L’autre obstacle concret tient à l’absence d’indication précise du jour et du lieu où la photo aura été réellement prise. En effet, il est tout à fait concevable qu’un internaute publie en hiver un cliché pris lors de ses vacances d’été dans la propriété de l’un des membres de sa famille. Cependant, la direction générale des finances publiques précise à ce propos qu’« en aucun cas des redressements n’interviendront sur la seule base de telles données, et [qu'] il n’y aura aucune inversion de la charge de la preuve : il incombera toujours à l’administration de démontrer la fraude, sur la base d’éléments objectifs. Il ne s’agit donc absolument pas d’une surveillance généralisée de tous les Français ». Les informations récoltées ne serviront donc que d’indices, pouvant aboutir à l’ouverture d’une procédure fiscale ou judiciaire, selon le niveau de fraude présumée.

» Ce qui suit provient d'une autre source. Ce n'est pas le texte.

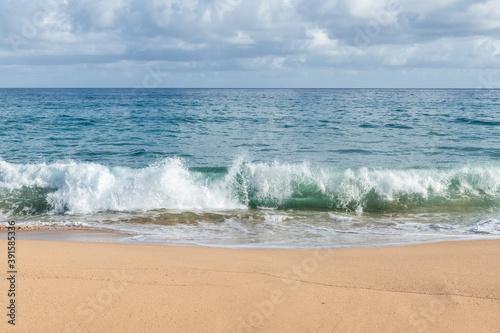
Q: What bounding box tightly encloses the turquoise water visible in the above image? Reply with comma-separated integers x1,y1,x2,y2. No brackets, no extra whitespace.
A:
0,89,500,248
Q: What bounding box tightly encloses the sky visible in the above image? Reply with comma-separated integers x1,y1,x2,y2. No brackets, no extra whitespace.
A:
0,0,500,88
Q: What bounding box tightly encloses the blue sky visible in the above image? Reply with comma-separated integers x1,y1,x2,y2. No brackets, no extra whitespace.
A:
0,0,500,88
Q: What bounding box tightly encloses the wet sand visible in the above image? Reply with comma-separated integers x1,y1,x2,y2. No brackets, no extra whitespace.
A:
0,233,500,332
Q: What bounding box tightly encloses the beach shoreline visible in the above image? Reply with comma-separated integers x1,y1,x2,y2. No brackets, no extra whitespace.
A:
0,237,500,332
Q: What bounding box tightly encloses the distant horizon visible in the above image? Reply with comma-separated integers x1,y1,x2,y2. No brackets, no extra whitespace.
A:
0,0,500,89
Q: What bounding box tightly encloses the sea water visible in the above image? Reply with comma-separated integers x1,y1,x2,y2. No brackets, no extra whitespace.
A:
0,89,500,248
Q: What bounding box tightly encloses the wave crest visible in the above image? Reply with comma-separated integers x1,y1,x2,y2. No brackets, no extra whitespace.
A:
0,158,500,215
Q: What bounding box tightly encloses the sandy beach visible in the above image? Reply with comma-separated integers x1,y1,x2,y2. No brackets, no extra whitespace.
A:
0,240,500,333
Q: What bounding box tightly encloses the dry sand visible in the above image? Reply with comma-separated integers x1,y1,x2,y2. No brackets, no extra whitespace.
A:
0,238,500,333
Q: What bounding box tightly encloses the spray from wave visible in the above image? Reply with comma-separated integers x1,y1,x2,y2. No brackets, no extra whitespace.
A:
0,158,500,215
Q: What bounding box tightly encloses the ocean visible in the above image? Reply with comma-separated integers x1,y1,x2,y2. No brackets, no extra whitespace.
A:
0,89,500,249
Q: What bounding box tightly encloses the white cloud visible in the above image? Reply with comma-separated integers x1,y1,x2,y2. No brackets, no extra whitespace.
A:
0,0,500,87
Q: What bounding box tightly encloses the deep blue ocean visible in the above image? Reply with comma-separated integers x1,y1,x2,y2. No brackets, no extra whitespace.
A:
0,89,500,248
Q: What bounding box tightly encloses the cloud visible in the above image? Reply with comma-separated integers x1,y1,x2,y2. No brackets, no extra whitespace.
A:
0,0,500,85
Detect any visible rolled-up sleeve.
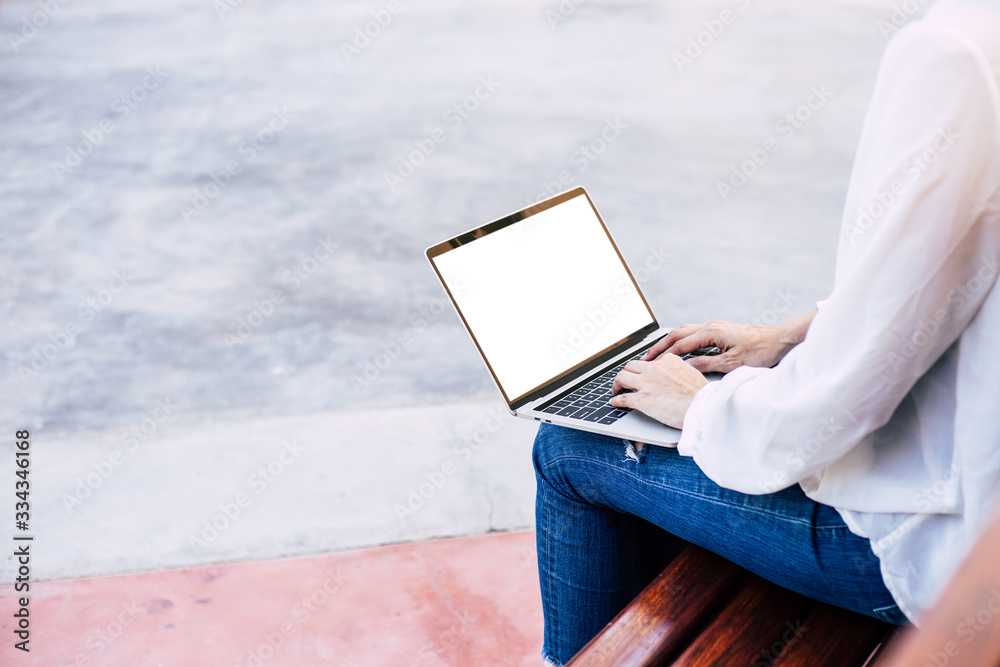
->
[678,23,1000,494]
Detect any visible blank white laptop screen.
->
[432,193,654,401]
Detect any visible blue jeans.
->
[533,424,906,665]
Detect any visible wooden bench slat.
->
[567,546,746,667]
[773,604,892,667]
[670,575,815,667]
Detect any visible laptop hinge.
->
[510,320,660,411]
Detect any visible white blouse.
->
[678,0,1000,622]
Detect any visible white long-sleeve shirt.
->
[678,0,1000,622]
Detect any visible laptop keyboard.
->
[539,346,721,424]
[539,351,646,424]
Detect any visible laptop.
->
[427,187,718,447]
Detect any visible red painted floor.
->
[0,532,542,667]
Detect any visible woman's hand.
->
[611,354,708,428]
[643,310,816,373]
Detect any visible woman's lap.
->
[534,424,904,661]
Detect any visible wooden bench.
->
[567,504,1000,667]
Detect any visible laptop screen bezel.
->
[426,187,660,411]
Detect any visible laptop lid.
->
[427,188,658,410]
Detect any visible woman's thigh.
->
[535,424,905,623]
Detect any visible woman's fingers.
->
[688,352,740,373]
[611,361,646,394]
[642,324,705,361]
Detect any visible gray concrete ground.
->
[0,0,911,581]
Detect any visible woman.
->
[534,0,1000,665]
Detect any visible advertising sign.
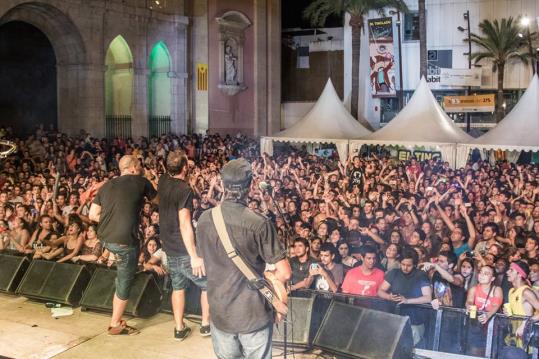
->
[368,17,396,97]
[397,149,442,161]
[444,94,495,112]
[440,68,481,87]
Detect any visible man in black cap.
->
[196,159,291,359]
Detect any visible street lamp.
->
[457,10,472,132]
[389,10,404,111]
[518,16,537,75]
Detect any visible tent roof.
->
[359,78,472,145]
[271,79,371,142]
[472,74,539,151]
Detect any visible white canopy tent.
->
[350,78,472,166]
[260,79,371,161]
[457,74,539,167]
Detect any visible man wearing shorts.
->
[89,155,156,335]
[157,151,210,340]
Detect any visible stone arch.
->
[105,35,133,116]
[148,41,172,116]
[0,2,87,66]
[0,2,88,133]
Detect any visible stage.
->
[0,294,490,359]
[0,294,320,359]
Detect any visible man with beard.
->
[157,151,210,340]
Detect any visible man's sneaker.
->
[108,320,140,335]
[200,325,211,337]
[174,326,191,341]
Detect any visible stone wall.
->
[0,0,188,136]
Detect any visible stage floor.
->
[0,293,486,359]
[0,293,316,359]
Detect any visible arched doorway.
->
[148,41,172,136]
[0,2,89,133]
[105,35,133,138]
[0,21,57,136]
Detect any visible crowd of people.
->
[0,129,539,354]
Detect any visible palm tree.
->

Le respect de la vie privée

Lors de la présentation du dispositif  dans le cadre de la récente loi relative à la lutte contre la fraude fiscale, la première réserve émise par l’opinion publique a été d’y voir une atteinte au respect de la vie privée, qui,  en France, est un droit fondamental. Selon le gouvernement, le contenu examiné par l’administration fiscale sera uniquement celui accessible publiquement par n’importe quel internaute. Pourtant, il est légitime de penser que les éléments analysés - bien que publics - constituent des données personnelles, auxquelles la protection de la vie privée s’applique. Néanmoins, si l’administration souhaite déclencher une enquête, et obtenir ce type d’informations, cette demande ne sera pas arbitraire et devra être formulée à la demande du juge. Les données qui seront collectées complèteront la base d’informations du Trésor, qui devra assurer leur stockage ainsi que la sécurité de leur conservation. Cette disposition, loin de faire l’unanimité, doit entrer en vigueur au début de l’année 2019. Néanmoins, d'autres questions restent en suspens, comme par exemple celle concernant la définition du périmètre de la notion de réseau social. À la suite de cette annonce, la Commission nationale de l’information (CNIL) - qui travaillera de concours avec l’administration fiscale - met en garde le gouvernement sur la nécessité de mettre en place des garanties en vue d’assurer le respect de la vie privée des contribuables et d’éviter un usage liberticide de leurs données personnelles.

Une première mondiale 

Le système de surveillance que la France souhaite mettre en place ne connaît aucun équivalent à l’étranger. Si le Royaume-Uni a adopté en 2017 l’« Investigatory Powers Act », surnommé aujourd’hui  « loi des fouineurs », cette législation avait initialement pour finalité la lutte contre le terrorisme. Aux États-Unis, il n’existe pas non plus de loi officielle, mais uniquement une surveillance visible par la voie des organismes de crédit. Ces entités utilisent les réseaux sociaux tels que Facebook ou Twitter afin d’évaluer la solvabilité de leurs clients potentiels. Seule la Chine constitue - à un  niveau bien plus important - un exemple d’immixtion dans la vie privée avec un projet de surveillance et de notation des citoyens, dans le but de créer un « système de crédit social » d’ici 2020. Force est de constater que le gouvernement, qui traque les Gafam notamment sur la question de leur imposition, souhaite désormais s’en servir comme une nouvelle arme contre la fraude fiscale. Dès lors, se pose la question de l’interventionnisme des services publics dans le traitement et l'exploitation des données issues des big data.